IV. Bentuk Perlindungan Hukum bagi Pekerja yang di PHK karena melakukan kesalahan berat
      Berdasarkan ketentuan pasal 158 ayat (1) Undang-Undang No.13 Tahun 2003 pengusaha dapat memutuskan hubungan kerja terhadap pekerja/buruh dengan alasan pekerja/buruh telah melakukan kesalahan berat sebagai berikut:
    1. melakukan penipuan, pencurian atau penggelapan barang dan/atau uang milik perusahaan;
    2. memberikan keterangan palsu atau yang dipalsukan sehingga merugikan perusahaan;
    3. mabuk,meminum minuman keras yang memabukkan, memakai dan/atau mengedarkan narkotika, psikotropika dan zat aditiktif lainnya di lingkungan kerja;
    4. melakukan perbuatan asusila atau perbuatan perjudian  di lingkungan kerja;
    5. menyerang, menganiaya, mengancam, atau mengintimidasi teman sekerja atau pengusaha di lingkungan kerja;
    6. membujuk teman sekerja atau pengusaha untuk melakukan perbuatan yang bertentangan dengan peraturan perundang-undangan;
    7. dengan ceroboh atau sengaja merusak atau membiarkan dalam keadaan bahaya barang milik  milik perusahaan yang menimbulkan kerugian bagi perusahaan;
    8. dengan ceroboh atau sengaja membiarkan teman sekerja atau pengusaha dalam keadaan bahaya di tempat kerja;
    9. membongkar atau membocorkan rahasia perusahaan yang seharusnya dirahasiakan kecuali untuk kepentingan negara atau
    10. melakukan perbuatan lainnya di lingkungan perusahaan yang diancam pidana penjara 5 (lima) tahun atau lebih.

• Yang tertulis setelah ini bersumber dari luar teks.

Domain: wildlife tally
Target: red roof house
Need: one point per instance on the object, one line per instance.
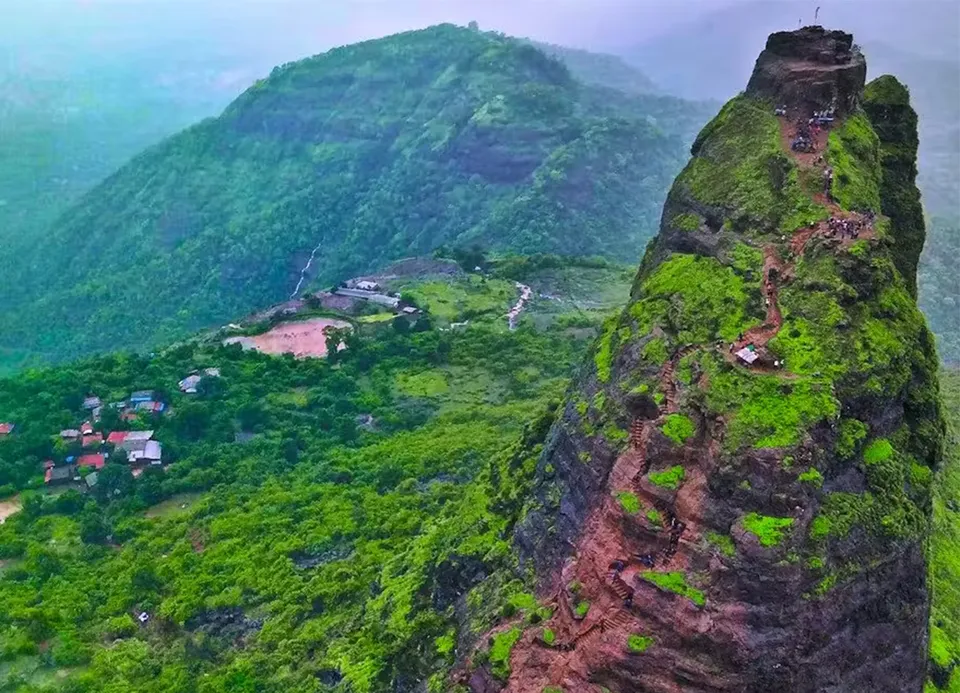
(95, 461)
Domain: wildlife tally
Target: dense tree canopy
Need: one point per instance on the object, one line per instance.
(370, 152)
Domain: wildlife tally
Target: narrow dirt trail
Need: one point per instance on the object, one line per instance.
(637, 526)
(526, 293)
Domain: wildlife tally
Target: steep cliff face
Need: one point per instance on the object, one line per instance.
(736, 495)
(887, 104)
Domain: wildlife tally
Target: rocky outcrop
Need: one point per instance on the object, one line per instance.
(887, 104)
(811, 68)
(736, 494)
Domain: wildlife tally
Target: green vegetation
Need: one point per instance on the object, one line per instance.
(677, 583)
(428, 494)
(686, 222)
(629, 502)
(696, 299)
(812, 476)
(548, 636)
(581, 609)
(638, 644)
(878, 451)
(764, 411)
(887, 105)
(853, 152)
(740, 167)
(500, 652)
(678, 428)
(723, 543)
(851, 432)
(938, 286)
(669, 478)
(359, 153)
(944, 565)
(769, 530)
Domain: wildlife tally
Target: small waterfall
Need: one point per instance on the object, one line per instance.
(303, 272)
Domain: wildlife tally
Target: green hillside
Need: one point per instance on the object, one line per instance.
(326, 552)
(369, 152)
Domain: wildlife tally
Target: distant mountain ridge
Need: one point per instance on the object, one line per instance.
(603, 69)
(366, 153)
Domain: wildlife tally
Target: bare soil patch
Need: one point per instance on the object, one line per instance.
(9, 507)
(306, 339)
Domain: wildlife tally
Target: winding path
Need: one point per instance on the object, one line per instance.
(526, 293)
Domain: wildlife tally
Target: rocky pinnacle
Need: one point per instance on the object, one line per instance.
(735, 497)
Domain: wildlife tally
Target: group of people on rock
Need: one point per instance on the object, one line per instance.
(823, 117)
(803, 139)
(845, 228)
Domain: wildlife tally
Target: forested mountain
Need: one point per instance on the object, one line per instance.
(779, 385)
(365, 153)
(712, 56)
(601, 69)
(316, 524)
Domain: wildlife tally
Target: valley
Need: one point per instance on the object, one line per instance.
(456, 363)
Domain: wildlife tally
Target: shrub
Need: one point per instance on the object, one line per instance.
(723, 543)
(675, 582)
(678, 428)
(629, 502)
(549, 636)
(581, 609)
(671, 478)
(638, 644)
(500, 652)
(769, 530)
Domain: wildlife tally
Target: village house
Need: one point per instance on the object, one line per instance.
(94, 461)
(152, 453)
(137, 445)
(747, 355)
(54, 476)
(93, 440)
(189, 384)
(141, 396)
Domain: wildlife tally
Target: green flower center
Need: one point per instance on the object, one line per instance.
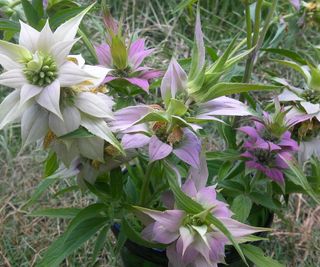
(311, 96)
(41, 70)
(121, 73)
(267, 135)
(190, 220)
(265, 156)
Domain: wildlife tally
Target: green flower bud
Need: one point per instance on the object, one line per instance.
(119, 53)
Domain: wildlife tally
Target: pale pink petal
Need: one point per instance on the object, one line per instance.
(13, 78)
(96, 105)
(199, 175)
(49, 98)
(104, 55)
(174, 80)
(142, 83)
(311, 108)
(157, 149)
(189, 149)
(28, 36)
(238, 229)
(71, 121)
(34, 124)
(287, 95)
(137, 140)
(9, 108)
(189, 188)
(29, 91)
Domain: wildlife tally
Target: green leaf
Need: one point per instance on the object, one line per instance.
(41, 187)
(67, 190)
(63, 15)
(56, 213)
(93, 211)
(241, 207)
(8, 25)
(79, 133)
(47, 182)
(264, 199)
(212, 53)
(287, 53)
(183, 4)
(222, 89)
(218, 65)
(295, 67)
(298, 177)
(135, 236)
(176, 107)
(38, 6)
(119, 52)
(31, 14)
(227, 155)
(116, 183)
(101, 239)
(153, 116)
(71, 240)
(256, 255)
(51, 164)
(189, 205)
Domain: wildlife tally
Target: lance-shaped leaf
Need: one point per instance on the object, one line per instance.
(303, 70)
(99, 128)
(198, 52)
(299, 178)
(257, 256)
(174, 80)
(222, 89)
(189, 205)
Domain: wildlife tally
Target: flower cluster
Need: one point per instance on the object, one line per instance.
(143, 153)
(192, 240)
(269, 147)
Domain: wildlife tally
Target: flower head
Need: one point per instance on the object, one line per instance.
(192, 241)
(55, 92)
(269, 142)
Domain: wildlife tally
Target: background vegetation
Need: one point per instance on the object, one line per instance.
(296, 239)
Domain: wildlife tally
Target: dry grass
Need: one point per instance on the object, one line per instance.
(295, 241)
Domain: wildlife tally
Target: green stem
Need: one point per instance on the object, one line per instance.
(14, 3)
(145, 185)
(89, 45)
(251, 58)
(249, 27)
(267, 23)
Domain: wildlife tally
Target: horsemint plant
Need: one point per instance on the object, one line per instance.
(146, 163)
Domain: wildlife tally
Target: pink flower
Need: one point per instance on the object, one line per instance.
(192, 241)
(269, 142)
(134, 72)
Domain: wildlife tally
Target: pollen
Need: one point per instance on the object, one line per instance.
(111, 150)
(175, 136)
(50, 136)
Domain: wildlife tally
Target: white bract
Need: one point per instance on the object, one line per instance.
(54, 91)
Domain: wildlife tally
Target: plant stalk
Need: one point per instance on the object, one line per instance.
(145, 184)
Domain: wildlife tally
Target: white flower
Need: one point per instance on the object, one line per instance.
(54, 91)
(38, 67)
(307, 149)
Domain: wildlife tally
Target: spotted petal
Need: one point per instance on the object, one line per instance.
(34, 124)
(157, 149)
(49, 98)
(9, 108)
(28, 37)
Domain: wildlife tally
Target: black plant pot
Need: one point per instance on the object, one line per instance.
(134, 255)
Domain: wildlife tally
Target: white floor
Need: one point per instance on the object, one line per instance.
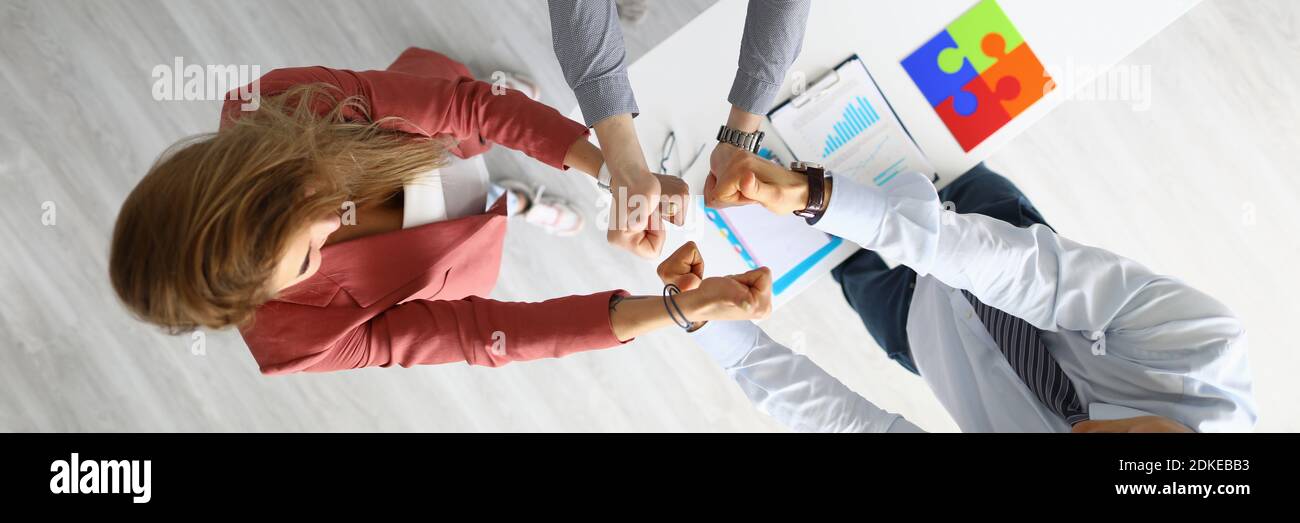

        Sebelas kriteria kesalahan berat yang diatur dalam pasal 158 ayat (1) UU No. 13 Tahun 2003 itu pada dasarnya dapat disejajarkan dengan delict (perbuatan melanggar hukum) kejahatan, yang diatur dalam Buku kedua Wetboek van starfrecht.
       Diputuskannya pekerja telah melakukan kesalahan berat, haruslah didasarkan pada prosedur yang diatur dalam pasal 158 ayat (2) UU No. 13 Tahun 2003, yaitu :
  1. pekerja / buruh tertangkap tangan;
  2. ada pengakuan dari pekerja/ buruh yang bersangkutan, atau ;
  3. bukti lain berupa laporan kejadian yang dibuat oleh pihak yang berwenang di perusahaan yang bersangkutan dan didukung oleh sekurang-kurangnya 2 (dua) orang saksi.
        Tiga syarat yang ditetapkan dalam pasal 158 ayat (2) UU No. 13 Tahun 2003 harus bersifat kumulatif, tidak boleh alternatif. Maksudnya adalah kesemua syarat yang ditetapkan dalam pasal 158 ayat (2) UU No. 13 Tahun 2003 itu harus ada, tidak adanya salah satu syarat dari ketiga  syarat itu menjadikan putusan pengusaha / majikan bahwa pekerja telah melakukan kesalahan berat tidak dapat diterima.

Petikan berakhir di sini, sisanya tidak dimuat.